Google took advantage of this year's Annual Meeting of the American Association for Cancer Research - held April 16 - to introduce a new prototype that could make the automated analysis of the pathology of cancers a much more widespread practice. That's according to Google's Research Blog, which sheds some light on the project. The company refers to its new platform as an Augmented Reality Microscope (ARM). The technology is built on a modified light microscope, which enables real-time image analysis of results compiled by machine learning algorithms in the microscope's field of view. Visual feedback is shown on the screen in a variety of ways, depending on the problem the algorithms are trying to solve. For example, it can include arrows, contours or heatmaps, animations, or text to highlight whichever aspects of a tissue sample the system wants to point out.
Obviously, the platform wouldn't be much use to pathologists if it required new and expensive equipment. To that end, Google has focused on designing a system that can be added to the light microscopes that are already in use. Better still, the low-cost components required are already available and don't require whole slide digital versions of the tissues being analyzed. While the prototype and its accompanying paper are still very much under review, the promise of the technology goes beyond examining the pathology of any single type of cancer. Currently, it's being tested to detect breast cancer metastases in lymph node specimens or alongside prostatectomy specimens for prostate cancer. However, thanks to the fact that it ties directly into a light microscope, it could effectively be programmed to search for known indicators that any pathologist might look for.

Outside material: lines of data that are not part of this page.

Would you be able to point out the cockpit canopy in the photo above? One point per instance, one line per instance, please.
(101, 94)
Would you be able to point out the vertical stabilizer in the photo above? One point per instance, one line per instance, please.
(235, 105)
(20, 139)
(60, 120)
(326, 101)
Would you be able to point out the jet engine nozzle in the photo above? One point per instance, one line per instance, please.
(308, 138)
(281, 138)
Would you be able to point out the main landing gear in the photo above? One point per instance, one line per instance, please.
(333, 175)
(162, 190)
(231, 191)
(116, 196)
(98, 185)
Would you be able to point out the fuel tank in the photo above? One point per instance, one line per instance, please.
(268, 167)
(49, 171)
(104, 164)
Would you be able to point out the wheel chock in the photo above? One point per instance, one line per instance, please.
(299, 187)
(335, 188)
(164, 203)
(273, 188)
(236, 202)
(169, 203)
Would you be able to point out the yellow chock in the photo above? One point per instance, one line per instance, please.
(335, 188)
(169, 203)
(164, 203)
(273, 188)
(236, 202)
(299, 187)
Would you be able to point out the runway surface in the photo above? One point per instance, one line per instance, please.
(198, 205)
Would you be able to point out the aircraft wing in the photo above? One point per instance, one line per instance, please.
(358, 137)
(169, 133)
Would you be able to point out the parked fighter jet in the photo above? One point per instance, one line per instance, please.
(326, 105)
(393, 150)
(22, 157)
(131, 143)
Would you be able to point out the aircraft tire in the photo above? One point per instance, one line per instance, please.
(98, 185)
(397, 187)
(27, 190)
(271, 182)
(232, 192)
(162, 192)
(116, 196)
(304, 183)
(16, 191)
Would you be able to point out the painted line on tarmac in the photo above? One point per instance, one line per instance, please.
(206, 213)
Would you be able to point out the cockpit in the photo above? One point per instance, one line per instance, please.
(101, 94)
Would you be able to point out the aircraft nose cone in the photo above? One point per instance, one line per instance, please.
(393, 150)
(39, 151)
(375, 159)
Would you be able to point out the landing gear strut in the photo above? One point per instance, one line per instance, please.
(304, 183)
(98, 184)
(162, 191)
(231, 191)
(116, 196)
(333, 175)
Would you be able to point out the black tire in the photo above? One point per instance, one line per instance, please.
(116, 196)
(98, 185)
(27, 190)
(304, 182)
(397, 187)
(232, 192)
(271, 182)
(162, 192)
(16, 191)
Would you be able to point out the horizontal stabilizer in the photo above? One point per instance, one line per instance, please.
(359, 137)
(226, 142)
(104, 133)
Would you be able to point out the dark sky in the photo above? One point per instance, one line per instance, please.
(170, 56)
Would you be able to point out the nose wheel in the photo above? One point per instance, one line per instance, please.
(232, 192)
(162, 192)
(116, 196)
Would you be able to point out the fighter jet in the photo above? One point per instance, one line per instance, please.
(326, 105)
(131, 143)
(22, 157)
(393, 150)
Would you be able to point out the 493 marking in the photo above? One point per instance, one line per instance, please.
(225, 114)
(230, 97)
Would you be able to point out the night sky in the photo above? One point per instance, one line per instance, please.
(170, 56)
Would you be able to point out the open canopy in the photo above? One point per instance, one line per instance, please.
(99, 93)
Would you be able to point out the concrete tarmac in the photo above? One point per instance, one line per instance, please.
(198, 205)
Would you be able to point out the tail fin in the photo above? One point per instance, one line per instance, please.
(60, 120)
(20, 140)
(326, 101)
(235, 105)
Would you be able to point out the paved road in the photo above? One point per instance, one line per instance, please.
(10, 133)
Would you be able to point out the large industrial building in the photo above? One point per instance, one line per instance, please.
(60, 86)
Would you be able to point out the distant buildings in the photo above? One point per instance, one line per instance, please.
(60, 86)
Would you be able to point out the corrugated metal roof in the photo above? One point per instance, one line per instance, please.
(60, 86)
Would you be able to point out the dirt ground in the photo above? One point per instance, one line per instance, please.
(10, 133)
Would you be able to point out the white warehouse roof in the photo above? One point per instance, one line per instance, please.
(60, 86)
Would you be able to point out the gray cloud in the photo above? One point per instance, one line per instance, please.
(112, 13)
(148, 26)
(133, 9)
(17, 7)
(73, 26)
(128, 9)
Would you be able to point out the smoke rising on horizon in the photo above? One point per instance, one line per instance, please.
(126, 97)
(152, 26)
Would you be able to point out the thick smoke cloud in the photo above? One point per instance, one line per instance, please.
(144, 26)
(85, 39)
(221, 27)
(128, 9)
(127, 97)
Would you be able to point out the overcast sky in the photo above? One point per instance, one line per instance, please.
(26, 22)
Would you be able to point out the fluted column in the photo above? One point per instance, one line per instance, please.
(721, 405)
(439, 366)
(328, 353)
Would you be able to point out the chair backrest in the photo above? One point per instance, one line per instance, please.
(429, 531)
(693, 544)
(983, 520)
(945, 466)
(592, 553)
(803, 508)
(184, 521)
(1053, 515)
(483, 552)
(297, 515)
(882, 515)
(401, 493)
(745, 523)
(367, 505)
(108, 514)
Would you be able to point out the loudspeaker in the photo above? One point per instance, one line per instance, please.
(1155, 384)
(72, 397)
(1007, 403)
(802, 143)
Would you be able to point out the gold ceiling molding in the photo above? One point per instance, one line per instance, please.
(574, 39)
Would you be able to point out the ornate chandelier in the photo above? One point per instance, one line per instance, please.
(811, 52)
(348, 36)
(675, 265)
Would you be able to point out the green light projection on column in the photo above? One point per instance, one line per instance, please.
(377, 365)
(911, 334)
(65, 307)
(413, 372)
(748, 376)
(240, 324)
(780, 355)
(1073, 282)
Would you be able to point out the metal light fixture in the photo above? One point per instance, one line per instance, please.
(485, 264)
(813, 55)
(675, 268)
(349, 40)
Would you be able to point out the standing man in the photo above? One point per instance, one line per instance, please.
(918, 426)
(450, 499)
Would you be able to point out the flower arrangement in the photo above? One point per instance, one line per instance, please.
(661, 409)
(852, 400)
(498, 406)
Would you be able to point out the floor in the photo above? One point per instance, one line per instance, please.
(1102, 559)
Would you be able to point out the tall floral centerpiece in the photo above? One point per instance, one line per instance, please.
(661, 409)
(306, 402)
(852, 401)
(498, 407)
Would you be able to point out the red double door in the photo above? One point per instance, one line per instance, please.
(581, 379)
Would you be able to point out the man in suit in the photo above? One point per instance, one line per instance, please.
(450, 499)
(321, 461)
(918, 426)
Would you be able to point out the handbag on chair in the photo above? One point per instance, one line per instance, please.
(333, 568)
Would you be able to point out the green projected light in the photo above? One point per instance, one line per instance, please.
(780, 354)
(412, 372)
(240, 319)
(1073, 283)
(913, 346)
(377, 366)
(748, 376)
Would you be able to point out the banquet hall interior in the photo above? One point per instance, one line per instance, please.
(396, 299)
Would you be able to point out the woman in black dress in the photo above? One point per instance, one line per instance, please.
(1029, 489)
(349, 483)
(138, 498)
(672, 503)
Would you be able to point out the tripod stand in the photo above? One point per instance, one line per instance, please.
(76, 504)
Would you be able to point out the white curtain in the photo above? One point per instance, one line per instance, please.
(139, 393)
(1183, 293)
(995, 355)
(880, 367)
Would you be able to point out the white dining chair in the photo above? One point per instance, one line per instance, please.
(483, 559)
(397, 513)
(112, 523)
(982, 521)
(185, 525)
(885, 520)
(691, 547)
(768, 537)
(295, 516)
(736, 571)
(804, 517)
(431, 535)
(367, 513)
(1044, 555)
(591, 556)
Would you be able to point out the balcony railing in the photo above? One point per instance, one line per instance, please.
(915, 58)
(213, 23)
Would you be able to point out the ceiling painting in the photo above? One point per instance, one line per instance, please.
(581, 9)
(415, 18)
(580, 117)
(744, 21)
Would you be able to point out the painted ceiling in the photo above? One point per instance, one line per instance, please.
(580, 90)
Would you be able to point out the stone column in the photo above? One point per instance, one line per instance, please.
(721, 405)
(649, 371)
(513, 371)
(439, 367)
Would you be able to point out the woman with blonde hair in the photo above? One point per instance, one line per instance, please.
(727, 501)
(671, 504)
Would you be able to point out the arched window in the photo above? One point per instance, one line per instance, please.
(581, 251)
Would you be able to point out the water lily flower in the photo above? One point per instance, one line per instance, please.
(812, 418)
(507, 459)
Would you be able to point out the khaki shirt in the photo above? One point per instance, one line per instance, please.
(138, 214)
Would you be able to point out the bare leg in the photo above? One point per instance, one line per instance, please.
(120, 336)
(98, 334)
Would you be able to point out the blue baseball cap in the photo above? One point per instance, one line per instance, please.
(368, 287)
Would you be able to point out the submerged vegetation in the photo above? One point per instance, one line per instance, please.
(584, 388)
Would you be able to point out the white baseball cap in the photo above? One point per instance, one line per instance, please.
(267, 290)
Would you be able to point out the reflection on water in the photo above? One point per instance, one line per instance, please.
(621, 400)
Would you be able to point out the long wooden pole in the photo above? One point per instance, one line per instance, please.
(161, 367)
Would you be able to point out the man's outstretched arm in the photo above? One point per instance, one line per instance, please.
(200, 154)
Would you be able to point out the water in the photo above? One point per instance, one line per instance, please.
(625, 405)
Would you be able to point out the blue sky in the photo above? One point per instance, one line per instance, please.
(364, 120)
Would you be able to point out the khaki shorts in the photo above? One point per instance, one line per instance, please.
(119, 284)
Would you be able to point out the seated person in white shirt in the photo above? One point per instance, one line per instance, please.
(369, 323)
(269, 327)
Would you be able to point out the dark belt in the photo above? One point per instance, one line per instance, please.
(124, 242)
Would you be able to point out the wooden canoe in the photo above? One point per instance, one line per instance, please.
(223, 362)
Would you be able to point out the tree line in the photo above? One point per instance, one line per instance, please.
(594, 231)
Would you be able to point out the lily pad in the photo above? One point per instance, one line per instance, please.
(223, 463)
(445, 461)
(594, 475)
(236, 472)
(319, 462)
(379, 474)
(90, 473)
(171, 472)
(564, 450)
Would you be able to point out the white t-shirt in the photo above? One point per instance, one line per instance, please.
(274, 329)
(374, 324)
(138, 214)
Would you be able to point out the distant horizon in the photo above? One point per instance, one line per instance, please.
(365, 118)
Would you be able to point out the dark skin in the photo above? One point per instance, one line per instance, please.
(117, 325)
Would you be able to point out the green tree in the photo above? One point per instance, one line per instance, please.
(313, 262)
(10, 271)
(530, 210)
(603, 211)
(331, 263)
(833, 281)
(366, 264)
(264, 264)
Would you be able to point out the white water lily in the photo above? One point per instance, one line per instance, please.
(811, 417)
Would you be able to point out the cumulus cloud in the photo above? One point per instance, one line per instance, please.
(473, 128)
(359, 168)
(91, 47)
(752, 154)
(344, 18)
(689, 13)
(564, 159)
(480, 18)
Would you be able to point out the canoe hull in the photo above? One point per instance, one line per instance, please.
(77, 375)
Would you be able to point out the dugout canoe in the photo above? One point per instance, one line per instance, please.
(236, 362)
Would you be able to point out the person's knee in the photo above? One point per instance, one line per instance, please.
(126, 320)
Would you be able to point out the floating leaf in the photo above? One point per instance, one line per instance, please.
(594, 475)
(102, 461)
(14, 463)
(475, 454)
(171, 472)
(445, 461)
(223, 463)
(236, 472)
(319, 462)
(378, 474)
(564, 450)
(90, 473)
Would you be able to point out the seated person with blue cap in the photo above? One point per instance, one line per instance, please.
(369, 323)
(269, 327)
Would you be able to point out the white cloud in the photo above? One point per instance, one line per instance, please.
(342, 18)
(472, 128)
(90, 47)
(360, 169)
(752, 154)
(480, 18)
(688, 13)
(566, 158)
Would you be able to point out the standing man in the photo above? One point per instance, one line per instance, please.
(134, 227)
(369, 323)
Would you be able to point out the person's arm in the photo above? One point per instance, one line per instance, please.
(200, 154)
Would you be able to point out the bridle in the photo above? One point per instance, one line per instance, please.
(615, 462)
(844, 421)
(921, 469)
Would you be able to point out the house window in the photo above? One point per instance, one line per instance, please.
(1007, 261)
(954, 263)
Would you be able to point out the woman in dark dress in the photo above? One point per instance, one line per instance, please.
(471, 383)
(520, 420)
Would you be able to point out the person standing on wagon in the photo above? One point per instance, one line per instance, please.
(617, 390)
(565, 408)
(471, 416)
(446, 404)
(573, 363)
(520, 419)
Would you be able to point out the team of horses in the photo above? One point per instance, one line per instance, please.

The technical details which surround that analysis capability are equally impressive. The platform can operate and provide changing visual results in real time at up to 4-40x magnification at 10 frames per second. That could greatly accelerate the turnaround times where pathology-based analysis is concerned. Since it's based on machine learning, it will also continue to learn and improve with further use, if the platform or similar systems become widely adopted in the medical field. That won't necessarily happen at any point in the near future but it does seem to represent significant progress in Google's ongoing health efforts.